Beh, per chi non l’avesse ancora capito, non è così!
Non ha alcun senso elogiare la propria categoria professionale, suona di cattivo gusto e fa pensare ad una sorta di corporativismo che rasenta la casta.
Ma ciò non toglie che il giornalismo non sia un mestiere come gli altri: è e resta un baluardo della Democrazia.
Già, perché il giornalista, con il suo lavoro, è la voce di tutti, anche di chi sussurra o di chi non ha fiato per parlare.
Ciò nonostante, troppo spesso c’è chi ricorre all’intimidazione, minacciando querele, per zittire i giornalisti.
Meglio note come “querele bavaglio”, sono quelle da cui poi hanno origine le “cause temerarie” volte a soffocare dissenso o pubbliche denunce da parte dei media.
Un fenomeno che va sotto il nome di “SLAPP, strategic lawsuit against public participation” (acronimo di: causa strategica contro la partecipazione pubblica) di cui si è interessata anche l’Unione Europea, con la direttiva “legge di Daphne”.
Ma è comunque utile ribadito spassionatamente un concetto, indirizzato a chi pensa di intimorire i professionisti dell’informazioni: se ne facciano tutti una ragione, non c’è trippa per gatti!

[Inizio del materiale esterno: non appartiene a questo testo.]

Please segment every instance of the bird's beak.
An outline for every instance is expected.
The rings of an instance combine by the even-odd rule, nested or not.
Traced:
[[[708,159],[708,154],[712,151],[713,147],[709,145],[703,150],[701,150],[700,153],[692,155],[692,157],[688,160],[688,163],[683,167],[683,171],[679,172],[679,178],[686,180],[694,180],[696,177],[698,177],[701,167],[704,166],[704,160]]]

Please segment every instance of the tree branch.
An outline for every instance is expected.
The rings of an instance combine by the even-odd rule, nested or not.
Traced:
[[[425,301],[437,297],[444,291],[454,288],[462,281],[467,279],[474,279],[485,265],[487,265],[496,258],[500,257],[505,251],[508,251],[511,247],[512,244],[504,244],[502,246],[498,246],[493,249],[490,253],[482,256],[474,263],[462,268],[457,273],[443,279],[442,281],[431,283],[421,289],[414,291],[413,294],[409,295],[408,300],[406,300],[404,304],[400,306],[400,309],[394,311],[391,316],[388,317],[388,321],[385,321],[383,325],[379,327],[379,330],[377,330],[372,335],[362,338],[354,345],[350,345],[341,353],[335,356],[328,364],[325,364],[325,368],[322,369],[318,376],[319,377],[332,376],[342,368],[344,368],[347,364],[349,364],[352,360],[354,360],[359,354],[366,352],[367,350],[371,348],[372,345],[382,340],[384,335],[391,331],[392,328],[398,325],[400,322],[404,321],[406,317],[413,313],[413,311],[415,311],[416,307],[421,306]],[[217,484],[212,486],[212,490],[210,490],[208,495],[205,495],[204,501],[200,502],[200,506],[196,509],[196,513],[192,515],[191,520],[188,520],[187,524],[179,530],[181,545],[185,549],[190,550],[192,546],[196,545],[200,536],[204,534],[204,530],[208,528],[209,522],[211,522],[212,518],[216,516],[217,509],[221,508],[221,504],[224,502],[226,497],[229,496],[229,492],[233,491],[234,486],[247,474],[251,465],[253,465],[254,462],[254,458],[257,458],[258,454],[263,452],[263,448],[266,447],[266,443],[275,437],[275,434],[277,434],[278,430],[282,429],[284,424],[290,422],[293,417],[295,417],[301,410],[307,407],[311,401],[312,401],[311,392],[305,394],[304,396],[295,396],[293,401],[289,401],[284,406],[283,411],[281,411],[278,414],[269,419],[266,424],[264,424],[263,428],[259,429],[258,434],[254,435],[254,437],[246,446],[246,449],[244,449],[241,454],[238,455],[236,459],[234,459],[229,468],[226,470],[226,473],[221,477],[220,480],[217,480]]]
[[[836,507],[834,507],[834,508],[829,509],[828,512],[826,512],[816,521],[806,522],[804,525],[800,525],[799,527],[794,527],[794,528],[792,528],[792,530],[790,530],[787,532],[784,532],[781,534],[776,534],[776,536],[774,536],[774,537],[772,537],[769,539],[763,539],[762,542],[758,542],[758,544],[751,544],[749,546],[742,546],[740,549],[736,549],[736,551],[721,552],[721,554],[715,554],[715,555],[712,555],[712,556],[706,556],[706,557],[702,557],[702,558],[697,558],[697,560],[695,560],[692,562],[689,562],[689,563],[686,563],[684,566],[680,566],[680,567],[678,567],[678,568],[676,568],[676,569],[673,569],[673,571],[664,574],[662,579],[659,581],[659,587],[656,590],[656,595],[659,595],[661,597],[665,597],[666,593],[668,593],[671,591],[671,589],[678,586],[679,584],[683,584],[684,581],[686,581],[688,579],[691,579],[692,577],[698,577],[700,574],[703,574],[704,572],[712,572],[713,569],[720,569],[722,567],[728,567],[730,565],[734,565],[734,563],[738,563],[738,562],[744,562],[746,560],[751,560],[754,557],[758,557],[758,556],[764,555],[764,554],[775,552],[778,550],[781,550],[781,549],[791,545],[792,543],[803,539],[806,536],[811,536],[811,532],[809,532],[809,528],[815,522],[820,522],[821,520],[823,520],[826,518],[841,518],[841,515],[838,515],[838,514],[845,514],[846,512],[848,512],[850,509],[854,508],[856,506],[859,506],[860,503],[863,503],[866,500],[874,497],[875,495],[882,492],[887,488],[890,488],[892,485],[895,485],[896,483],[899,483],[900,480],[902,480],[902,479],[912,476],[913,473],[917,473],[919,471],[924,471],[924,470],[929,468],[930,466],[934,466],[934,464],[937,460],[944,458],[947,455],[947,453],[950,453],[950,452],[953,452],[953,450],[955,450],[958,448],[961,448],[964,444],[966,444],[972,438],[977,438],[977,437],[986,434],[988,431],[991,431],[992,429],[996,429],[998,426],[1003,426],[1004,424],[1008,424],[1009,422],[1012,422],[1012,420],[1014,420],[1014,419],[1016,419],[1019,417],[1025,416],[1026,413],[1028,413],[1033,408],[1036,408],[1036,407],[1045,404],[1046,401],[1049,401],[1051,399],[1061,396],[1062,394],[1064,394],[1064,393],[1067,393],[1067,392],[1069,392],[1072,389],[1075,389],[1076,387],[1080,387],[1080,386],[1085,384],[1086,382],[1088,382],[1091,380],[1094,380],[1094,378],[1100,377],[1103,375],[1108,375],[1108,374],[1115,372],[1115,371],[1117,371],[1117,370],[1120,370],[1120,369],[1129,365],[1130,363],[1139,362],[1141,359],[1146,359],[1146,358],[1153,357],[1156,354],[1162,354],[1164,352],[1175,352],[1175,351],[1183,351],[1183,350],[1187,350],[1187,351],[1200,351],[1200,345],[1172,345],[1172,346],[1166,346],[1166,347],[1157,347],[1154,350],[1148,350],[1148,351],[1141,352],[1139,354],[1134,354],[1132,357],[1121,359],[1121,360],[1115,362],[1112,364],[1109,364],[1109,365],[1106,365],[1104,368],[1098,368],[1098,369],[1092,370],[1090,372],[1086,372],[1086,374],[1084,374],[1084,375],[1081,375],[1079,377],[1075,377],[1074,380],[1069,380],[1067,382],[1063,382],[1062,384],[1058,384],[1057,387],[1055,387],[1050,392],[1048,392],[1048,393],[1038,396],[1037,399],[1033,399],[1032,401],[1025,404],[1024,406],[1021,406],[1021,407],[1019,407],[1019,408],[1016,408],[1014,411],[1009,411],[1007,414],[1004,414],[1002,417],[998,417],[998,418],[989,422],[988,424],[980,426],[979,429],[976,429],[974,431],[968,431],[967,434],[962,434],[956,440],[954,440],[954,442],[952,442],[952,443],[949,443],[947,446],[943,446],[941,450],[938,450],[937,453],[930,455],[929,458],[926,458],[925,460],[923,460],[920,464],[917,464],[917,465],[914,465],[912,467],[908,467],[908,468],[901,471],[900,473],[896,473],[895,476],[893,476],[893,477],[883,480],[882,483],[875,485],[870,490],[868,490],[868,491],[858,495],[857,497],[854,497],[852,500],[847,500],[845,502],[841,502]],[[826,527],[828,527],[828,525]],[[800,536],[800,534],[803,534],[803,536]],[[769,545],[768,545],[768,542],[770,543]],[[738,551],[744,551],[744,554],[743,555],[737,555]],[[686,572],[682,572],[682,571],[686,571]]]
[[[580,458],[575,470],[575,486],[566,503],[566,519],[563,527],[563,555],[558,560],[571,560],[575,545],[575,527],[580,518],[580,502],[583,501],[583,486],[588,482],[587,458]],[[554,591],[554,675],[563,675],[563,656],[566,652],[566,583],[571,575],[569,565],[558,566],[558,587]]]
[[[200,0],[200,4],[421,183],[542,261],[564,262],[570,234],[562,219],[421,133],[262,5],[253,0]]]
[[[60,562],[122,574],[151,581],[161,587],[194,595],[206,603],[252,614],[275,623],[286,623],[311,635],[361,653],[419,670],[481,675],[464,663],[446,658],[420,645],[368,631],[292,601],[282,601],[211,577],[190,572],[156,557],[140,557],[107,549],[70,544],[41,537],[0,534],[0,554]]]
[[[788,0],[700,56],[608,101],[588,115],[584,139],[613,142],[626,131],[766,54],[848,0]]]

Ci sarà sempre chi vuol capire il perché delle cose, chi non accetta di allinearsi a consuetudini di comodo.
Non si può negare che se si verificano minacce di querele bavaglio, in alcuni casi, è anche perché vi sono (per fortuna pochi) giornalisti inclini all'accondiscendenza.
A questi "colleghi" va tutto il biasimo di chi ha la certezza che nulla è eterno, a cominciare dalle figure davanti alle quali si prostrano servili!